Azure App Registration Client Secret

Service Name: Microsoft Azure

Service Description: Microsoft Azure is a cloud computing platform that provides a wide range of services including computing, analytics, storage, and networking. Azure App Registration Client Secrets are used to authenticate applications to Azure Active Directory (Azure AD) when accessing Microsoft cloud services.

Service Address: https://portal.azure.com/

Validation Type: NHI Enriched

IP Allow list: IP restrictions can be configured at the application level through Conditional Access policies and App Service IP restrictions.

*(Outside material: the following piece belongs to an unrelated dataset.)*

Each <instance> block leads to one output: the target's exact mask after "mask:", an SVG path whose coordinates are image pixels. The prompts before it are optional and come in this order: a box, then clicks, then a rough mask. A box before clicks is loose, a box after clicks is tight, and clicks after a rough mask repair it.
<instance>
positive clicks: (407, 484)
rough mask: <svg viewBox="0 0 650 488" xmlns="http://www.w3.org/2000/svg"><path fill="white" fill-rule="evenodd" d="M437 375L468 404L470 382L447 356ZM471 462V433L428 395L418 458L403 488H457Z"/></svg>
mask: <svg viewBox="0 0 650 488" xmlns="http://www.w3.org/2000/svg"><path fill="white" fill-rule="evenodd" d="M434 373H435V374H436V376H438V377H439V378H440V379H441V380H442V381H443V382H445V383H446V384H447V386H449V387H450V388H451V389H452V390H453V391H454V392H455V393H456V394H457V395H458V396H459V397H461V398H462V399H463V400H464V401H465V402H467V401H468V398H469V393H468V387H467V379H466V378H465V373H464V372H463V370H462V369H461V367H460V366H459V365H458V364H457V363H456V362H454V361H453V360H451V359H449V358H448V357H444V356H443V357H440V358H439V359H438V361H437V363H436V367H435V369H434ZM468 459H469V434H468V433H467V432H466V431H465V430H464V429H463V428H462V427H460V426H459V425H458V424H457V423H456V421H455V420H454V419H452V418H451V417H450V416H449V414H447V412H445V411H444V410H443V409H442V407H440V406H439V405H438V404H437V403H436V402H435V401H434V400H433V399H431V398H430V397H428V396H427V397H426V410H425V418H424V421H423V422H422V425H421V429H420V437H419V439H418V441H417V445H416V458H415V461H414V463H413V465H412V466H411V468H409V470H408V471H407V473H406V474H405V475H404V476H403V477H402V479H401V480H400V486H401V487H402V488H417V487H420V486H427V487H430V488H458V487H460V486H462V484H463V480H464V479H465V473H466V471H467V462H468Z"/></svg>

Secret Access Scope: Grants programmatic access to Azure resources and services based on the permissions assigned to the application registration in Azure AD.

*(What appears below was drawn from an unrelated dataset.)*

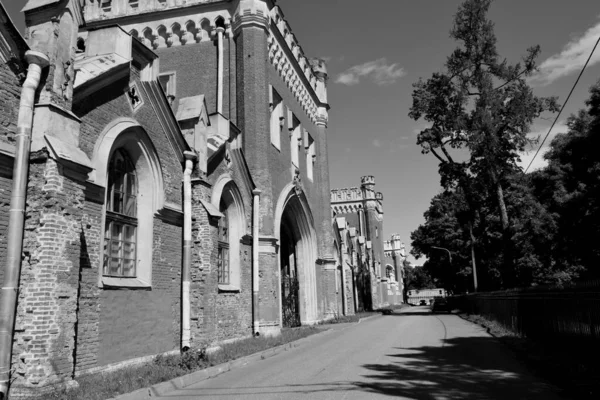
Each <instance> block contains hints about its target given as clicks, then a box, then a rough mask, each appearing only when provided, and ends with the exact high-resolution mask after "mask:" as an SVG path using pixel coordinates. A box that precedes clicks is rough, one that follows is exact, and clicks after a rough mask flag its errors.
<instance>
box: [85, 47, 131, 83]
mask: <svg viewBox="0 0 600 400" xmlns="http://www.w3.org/2000/svg"><path fill="white" fill-rule="evenodd" d="M129 62H130V60H128V59H126V58H124V57H121V56H120V55H118V54H116V53H111V54H102V55H100V56H94V57H87V58H81V59H79V60H76V61H75V69H76V70H77V75H76V76H75V85H74V87H75V88H77V87H80V86H81V85H83V84H85V83H86V82H88V81H91V80H92V79H94V78H97V77H99V76H100V75H103V74H105V73H107V72H110V71H114V70H116V69H118V68H119V67H121V66H123V65H127V64H129Z"/></svg>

Secret Revokement URL: https://portal.azure.com/#blade/Microsoft_AAD_RegisteredApps/ApplicationsListBlade

Secret Example: 8Q~fGJLPa4Yt6EhNO_cUyJaVIEwNAa-5X9Aqbdrj

Suspicious Activity Investigation Instructions:

  • Review Azure Activity logs for unusual API calls or resource access.
  • Check Azure AD sign-in logs for suspicious authentication attempts.
  • Monitor for unexpected changes to application permissions or configurations.
  • Review Azure Monitor for unusual resource usage patterns.
  • Check for unauthorized IP addresses accessing the application.

Mitigation Instructions:

  • Navigate to the Azure Portal and go to Azure Active Directory.
  • Select "App registrations" and find the affected application.
  • Go to "Certificates & secrets" section.
  • Locate the compromised client secret and click "Delete".
  • Generate a new client secret if needed.
  • Update the secret in all legitimate application configurations.
  • Review and potentially restrict the application's API permissions.
  • Consider implementing certificate-based authentication instead of client secrets for improved security.
  • Enable Conditional Access policies to restrict access based on location, device compliance, and risk.